Data analysis needs understanding casualities and correlations, and ability to use some handy tools, like chi-squared. The more tools you can use, the better analyst you are.
I know some psycology scientists who have no math background at all, but who can setup an experiment and do statistical analisys on data gathered. They have a pretty good understanding on what they do while its not strictly math understanding. Math is a tool and as with any other tool you need not to understand how a tool works, you need to know how to use that tool.
In recent times you even need not know nothing about calculations behind different statistical tests, because there are computers and software that are happy to calculate anything for you.
If we add something like ability to use R or SPSS, then we get scientist skilled enough to setup good experiment.

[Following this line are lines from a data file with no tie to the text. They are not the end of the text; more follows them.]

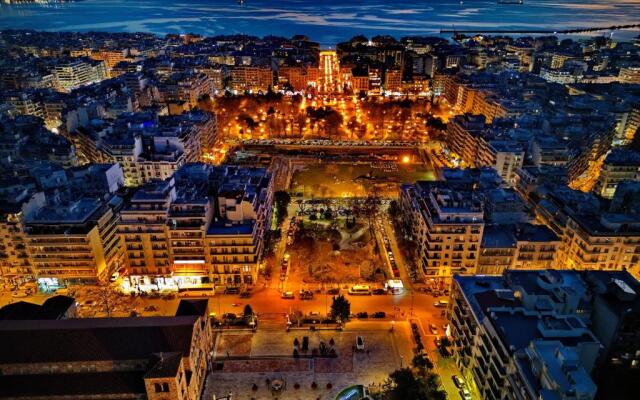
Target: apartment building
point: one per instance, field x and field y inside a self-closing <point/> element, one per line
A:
<point x="299" y="78"/>
<point x="629" y="75"/>
<point x="187" y="88"/>
<point x="393" y="80"/>
<point x="204" y="227"/>
<point x="74" y="73"/>
<point x="74" y="242"/>
<point x="546" y="333"/>
<point x="520" y="336"/>
<point x="250" y="78"/>
<point x="478" y="146"/>
<point x="521" y="246"/>
<point x="148" y="147"/>
<point x="108" y="358"/>
<point x="447" y="223"/>
<point x="15" y="263"/>
<point x="609" y="241"/>
<point x="619" y="165"/>
<point x="143" y="229"/>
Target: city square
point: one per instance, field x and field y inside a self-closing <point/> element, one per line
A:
<point x="200" y="203"/>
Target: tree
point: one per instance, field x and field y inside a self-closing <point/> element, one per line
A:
<point x="368" y="208"/>
<point x="405" y="384"/>
<point x="281" y="200"/>
<point x="340" y="307"/>
<point x="394" y="209"/>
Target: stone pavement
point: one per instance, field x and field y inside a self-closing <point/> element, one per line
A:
<point x="271" y="358"/>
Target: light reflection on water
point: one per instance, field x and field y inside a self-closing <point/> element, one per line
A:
<point x="327" y="21"/>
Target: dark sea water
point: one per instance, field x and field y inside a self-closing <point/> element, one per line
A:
<point x="326" y="21"/>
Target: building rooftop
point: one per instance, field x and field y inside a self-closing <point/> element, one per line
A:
<point x="101" y="339"/>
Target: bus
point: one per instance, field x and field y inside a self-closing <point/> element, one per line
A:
<point x="360" y="290"/>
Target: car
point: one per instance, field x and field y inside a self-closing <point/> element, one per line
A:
<point x="360" y="343"/>
<point x="458" y="381"/>
<point x="229" y="316"/>
<point x="441" y="303"/>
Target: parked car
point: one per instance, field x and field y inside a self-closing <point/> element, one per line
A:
<point x="441" y="303"/>
<point x="306" y="295"/>
<point x="458" y="381"/>
<point x="360" y="343"/>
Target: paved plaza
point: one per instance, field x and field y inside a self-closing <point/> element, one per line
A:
<point x="268" y="355"/>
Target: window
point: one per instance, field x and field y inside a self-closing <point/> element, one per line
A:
<point x="161" y="387"/>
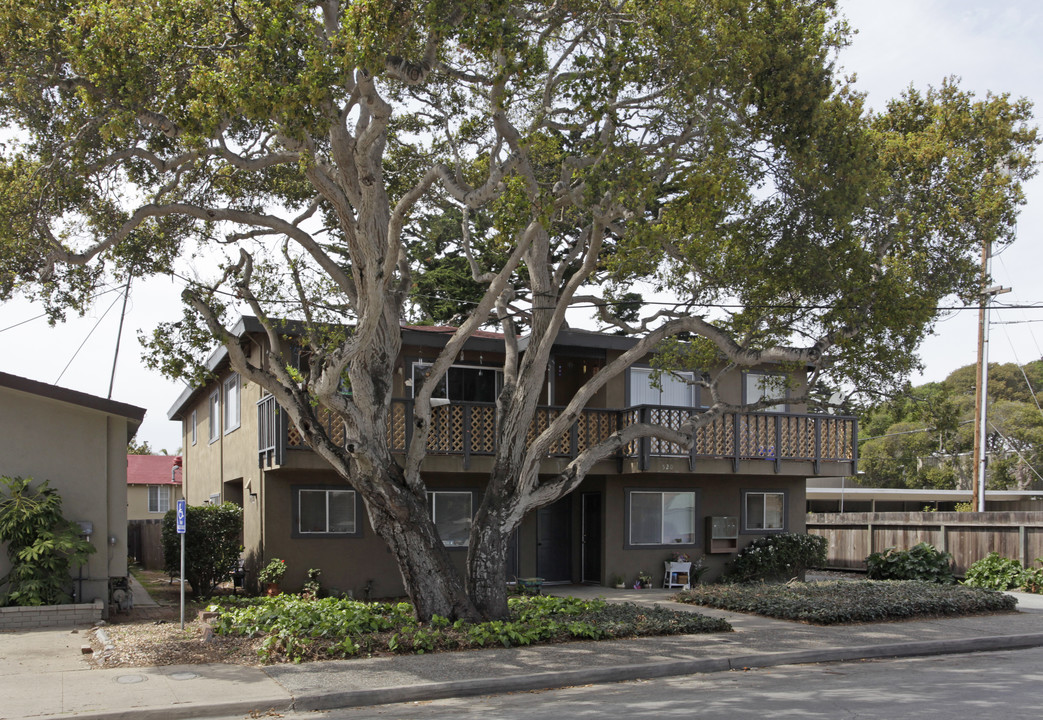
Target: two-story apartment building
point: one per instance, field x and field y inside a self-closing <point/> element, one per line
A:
<point x="745" y="476"/>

The replication crisis is not error of individuals, it is system error. Psychology is much more complex than, for example, quantum physics, there are much more causal links in psychology and no one know even how to speak about mind, for example: is it possible to differentiate perception from memory or from thinking? Perception cannot work without memory, and there are no way to separate them as phenomena. Psychology is much more complex than psysics, and at the same time for physicist is is normal to have p<0.001 or sample size of 10k data points, while psychology is bound to p<0.05 (it is probability to get false positive) and sample size of 30. This is itself explains while physics have no replication crisis while psychology have one.
Model knowledge certainly helps, but it isn't neccesary.
You can certainly practice statistics in a way that mathematicians would take issue with, but it's intrinsically a branch of math.
Just because you're not attacking problems formalized with the underlying probability theory doesn't mean you're not practicing mathematics when you practice statistics. It's not a separate discipline.